[Critique ciné] Lacrau, original en diable

07/12/16 à 13:30 - Mise à jour à 08/12/16 à 14:44

Source: Focus Vif

DOCUMENTAIRE/EXPÉRIMENTAL | Le cinéma portugais nous offre un nouvel objet filmé non identifié sous la forme de ce Lacrau plein de séduisants mystères et d'images troublantes.
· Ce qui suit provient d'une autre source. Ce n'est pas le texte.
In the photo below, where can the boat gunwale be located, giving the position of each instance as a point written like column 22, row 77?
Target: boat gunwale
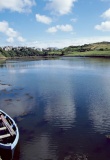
column 10, row 145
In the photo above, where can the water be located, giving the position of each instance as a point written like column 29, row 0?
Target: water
column 61, row 107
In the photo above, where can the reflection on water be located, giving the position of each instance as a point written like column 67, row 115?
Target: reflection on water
column 61, row 107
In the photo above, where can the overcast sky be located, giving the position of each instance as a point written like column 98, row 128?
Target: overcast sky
column 54, row 23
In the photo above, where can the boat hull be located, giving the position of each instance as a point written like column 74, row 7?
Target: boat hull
column 10, row 146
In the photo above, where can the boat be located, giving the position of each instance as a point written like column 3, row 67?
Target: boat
column 9, row 134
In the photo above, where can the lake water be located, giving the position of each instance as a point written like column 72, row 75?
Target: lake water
column 62, row 107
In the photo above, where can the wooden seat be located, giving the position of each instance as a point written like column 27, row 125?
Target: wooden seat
column 2, row 128
column 7, row 125
column 5, row 136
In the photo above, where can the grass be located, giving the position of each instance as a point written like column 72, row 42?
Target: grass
column 90, row 54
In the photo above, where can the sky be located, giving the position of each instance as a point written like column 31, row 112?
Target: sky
column 53, row 23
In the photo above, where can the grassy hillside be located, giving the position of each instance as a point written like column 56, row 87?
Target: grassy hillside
column 101, row 49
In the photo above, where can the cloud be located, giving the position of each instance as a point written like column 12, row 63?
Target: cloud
column 104, row 26
column 106, row 14
column 10, row 33
column 17, row 5
column 60, row 7
column 43, row 19
column 73, row 20
column 21, row 39
column 64, row 28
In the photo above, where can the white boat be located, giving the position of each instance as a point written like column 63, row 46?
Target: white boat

[Critique ciné] Lacrau, original en diable

João Vladimiro nous y fait quitter la ville pour aller vers le nord rural, sauvage, aux rituels ancestraux liant Homme et nature d'organique façon. Le cinéaste prend le temps de poser son regard, de faire durer ses plans jusqu'à la fascination, par-delà l'ennui, percevant les secrets d'un paysage comme purent le faire avant lui un Werner Herzog, un Andreï Tarkovski ou un Friedrich Wilhelm Murnau. Lacrau est muet, l'absence de paroles affranchissant de toute interprétation préconçue. Nous sommes dans un documentaire mais c'est un poème qui s'écrit sur une pellicule hantée. Le mysticisme affleure en même temps que le grain de l'image se met à vibrer. Certes, l'opacité d'un film conservant ses secrets peut en rendre la vision par endroits ingrate. Mais tant de beautés sont ici réunies, qui font du film une authentique aventure! Le premier long métrage de João Vladimiro, Jardim, célébrait déjà la nature au coeur de l'espace végétal entourant la célèbre Fondation Gulbenkian à Lisbonne. Son second nous emmène au coeur d'un pays profond aux traditions souvent rudes, que la caméra explore sans poser de jugement. La quête existentielle ne cesse d'y être énigme. C'est parfois proprement vertigineux! Après Miguel Gomes (Tabou, Les Mille et Une Nuits) et João César Monteiro (Souvenirs de la maison jaune, La Comédie de Dieu), le Portugal nous révèle un nouvel auteur en marge, rebelle aux conventions, original en diable!